Supreme Court backs away on courtroom ‘confrontation right’ issue
WASHINGTON -- The Supreme Court retreated Monday from its view that a criminal defendant’s right to confront his accusers includes trial testimony from the crime lab analyst who identified him as the culprit.
By a splintered 5-4 vote, the justices upheld the conviction of a Chicago rapist who was found guilty based on a DNA match done by a crime lab in Maryland.
The decision in Williams v. Illinois is a victory, albeit a tentative one, for prosecutors and state lawyers. They had worried the high court was on the verge of giving defendants a right to demand testimony from all crime lab technicians whose reports were used against them. They said this would put a costly burden on local and state governments and take technicians and analysts away from their crime labs.
Sandy Williams, the Chicago man, was convicted after an Illinois crime lab analyst testified she had matched a sample of his blood with a DNA profile done on a semen sample taken from the victim.
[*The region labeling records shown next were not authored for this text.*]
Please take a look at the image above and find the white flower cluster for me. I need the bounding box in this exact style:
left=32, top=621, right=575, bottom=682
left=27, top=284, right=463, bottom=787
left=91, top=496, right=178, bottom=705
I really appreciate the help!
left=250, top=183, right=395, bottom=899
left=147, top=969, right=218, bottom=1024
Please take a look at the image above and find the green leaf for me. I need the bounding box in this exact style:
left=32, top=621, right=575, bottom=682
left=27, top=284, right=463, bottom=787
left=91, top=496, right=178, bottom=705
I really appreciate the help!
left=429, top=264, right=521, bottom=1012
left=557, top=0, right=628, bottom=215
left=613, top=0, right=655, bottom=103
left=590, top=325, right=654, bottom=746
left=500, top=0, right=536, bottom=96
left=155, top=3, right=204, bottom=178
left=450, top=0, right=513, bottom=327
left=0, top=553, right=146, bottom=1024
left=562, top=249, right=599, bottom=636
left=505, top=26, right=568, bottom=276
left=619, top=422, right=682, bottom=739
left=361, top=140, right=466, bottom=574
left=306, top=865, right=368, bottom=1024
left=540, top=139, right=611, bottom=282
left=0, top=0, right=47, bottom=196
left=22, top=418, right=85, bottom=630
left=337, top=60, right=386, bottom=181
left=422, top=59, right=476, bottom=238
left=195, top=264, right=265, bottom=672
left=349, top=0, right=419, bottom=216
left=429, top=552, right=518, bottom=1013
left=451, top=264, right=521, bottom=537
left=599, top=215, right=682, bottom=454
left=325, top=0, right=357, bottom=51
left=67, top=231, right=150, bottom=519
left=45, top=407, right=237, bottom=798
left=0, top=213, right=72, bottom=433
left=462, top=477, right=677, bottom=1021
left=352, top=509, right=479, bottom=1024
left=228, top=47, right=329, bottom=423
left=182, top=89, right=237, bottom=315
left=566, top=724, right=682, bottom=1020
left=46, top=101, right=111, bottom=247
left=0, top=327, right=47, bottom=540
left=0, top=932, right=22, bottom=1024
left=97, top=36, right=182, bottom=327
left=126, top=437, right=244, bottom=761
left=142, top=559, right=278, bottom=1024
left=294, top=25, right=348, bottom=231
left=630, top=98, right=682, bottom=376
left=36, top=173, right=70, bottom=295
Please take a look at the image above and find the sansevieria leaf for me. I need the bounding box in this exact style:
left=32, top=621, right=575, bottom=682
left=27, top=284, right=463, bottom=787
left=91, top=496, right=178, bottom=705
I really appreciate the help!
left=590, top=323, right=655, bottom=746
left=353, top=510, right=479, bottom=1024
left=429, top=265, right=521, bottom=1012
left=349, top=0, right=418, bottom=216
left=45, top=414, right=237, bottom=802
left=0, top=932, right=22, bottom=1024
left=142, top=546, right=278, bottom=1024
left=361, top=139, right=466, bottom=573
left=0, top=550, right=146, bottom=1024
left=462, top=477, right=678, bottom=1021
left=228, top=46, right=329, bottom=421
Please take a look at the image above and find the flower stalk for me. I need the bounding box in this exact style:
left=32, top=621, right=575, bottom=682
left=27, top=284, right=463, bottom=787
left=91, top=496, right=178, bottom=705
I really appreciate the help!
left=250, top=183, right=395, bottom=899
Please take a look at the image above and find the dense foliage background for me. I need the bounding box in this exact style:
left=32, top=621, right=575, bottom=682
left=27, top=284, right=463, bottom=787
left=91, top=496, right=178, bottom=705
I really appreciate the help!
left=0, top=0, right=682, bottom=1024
The DNA work was done at a Cellmark lab in Maryland, and the expert who did the profile did not testify.
The 6th Amendment gives defendants a right to be confronted with the witnesses against them, and in recent years, the high court has said that reports from crime labs serve as the crucial evidence for the prosecution. In these cases, the lab analysts must be ready to testify at trial, the court had said.
But in Monday’s decision, the court backed away somewhat and said this rule does not extend to all the analysts whose work served the prosecution.
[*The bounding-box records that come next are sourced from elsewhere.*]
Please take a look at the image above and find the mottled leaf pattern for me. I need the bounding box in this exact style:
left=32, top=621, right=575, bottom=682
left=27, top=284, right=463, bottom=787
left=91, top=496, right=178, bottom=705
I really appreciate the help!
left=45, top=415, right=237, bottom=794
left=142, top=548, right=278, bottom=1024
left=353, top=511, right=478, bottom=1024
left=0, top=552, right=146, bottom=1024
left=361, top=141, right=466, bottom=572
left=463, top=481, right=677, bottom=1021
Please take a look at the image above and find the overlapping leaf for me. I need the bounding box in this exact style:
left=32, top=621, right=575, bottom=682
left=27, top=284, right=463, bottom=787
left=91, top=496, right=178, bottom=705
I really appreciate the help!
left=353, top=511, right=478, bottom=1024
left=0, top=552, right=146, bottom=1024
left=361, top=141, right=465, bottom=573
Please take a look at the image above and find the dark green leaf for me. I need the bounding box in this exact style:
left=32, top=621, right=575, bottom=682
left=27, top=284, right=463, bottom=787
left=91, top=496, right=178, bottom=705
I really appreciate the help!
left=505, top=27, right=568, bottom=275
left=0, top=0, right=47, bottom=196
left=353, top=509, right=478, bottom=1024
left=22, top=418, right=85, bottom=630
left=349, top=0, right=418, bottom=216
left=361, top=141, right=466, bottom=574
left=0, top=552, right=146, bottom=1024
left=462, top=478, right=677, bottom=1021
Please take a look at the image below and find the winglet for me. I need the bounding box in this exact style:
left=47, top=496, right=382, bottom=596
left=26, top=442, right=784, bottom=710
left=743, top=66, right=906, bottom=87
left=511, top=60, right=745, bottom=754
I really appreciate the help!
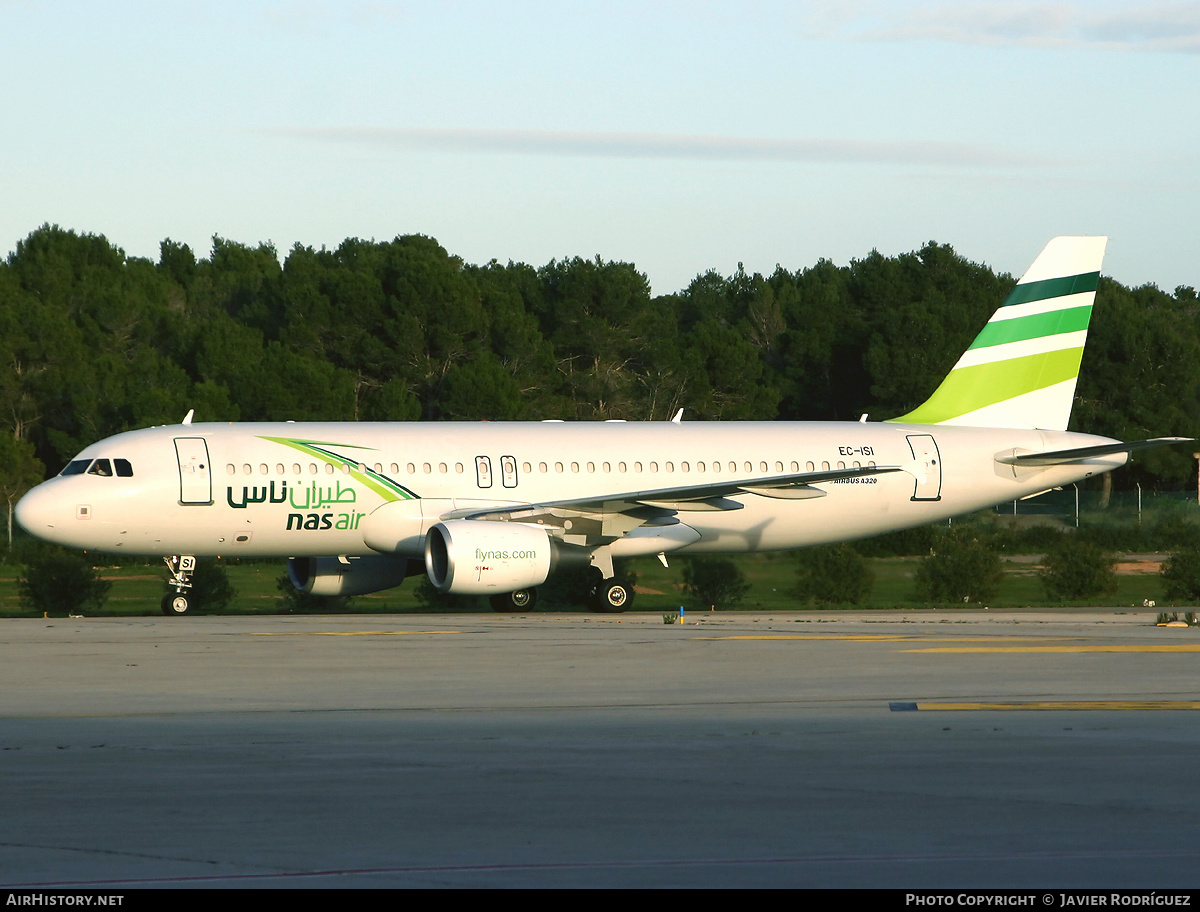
left=892, top=238, right=1108, bottom=431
Justice Samuel A. Alito Jr. said the testimony of the Illinois crime lab analyst was sufficient. The technician had explained how she matched the blood sample from Williams to the DNA profile done at the Cellmark lab in Maryland. There was no need for live testimony from a Cellmark technician, Alito said.
Chief Justice John G. Roberts Jr. and Justices Anthony Kennedy and Stephen G. Breyer agreed with him, and Justice Clarence Thomas concurred separately.
The so-called “confrontation” right has divided the court in an unusual way. Justice Antonin Scalia, a conservative, has taken the strongest stand in favor of requiring live testimony, including from lab technicians. On Monday, he joined a dissent written by Justice Elena Kagan and two of her liberal colleagues, Justices Ruth Bader Ginsburg and Sonia Sotomayor.
Kagan said today’s splintered majority opinion has “left significant confusion” over whether lab technicians will be required to testify in court for the prosecution.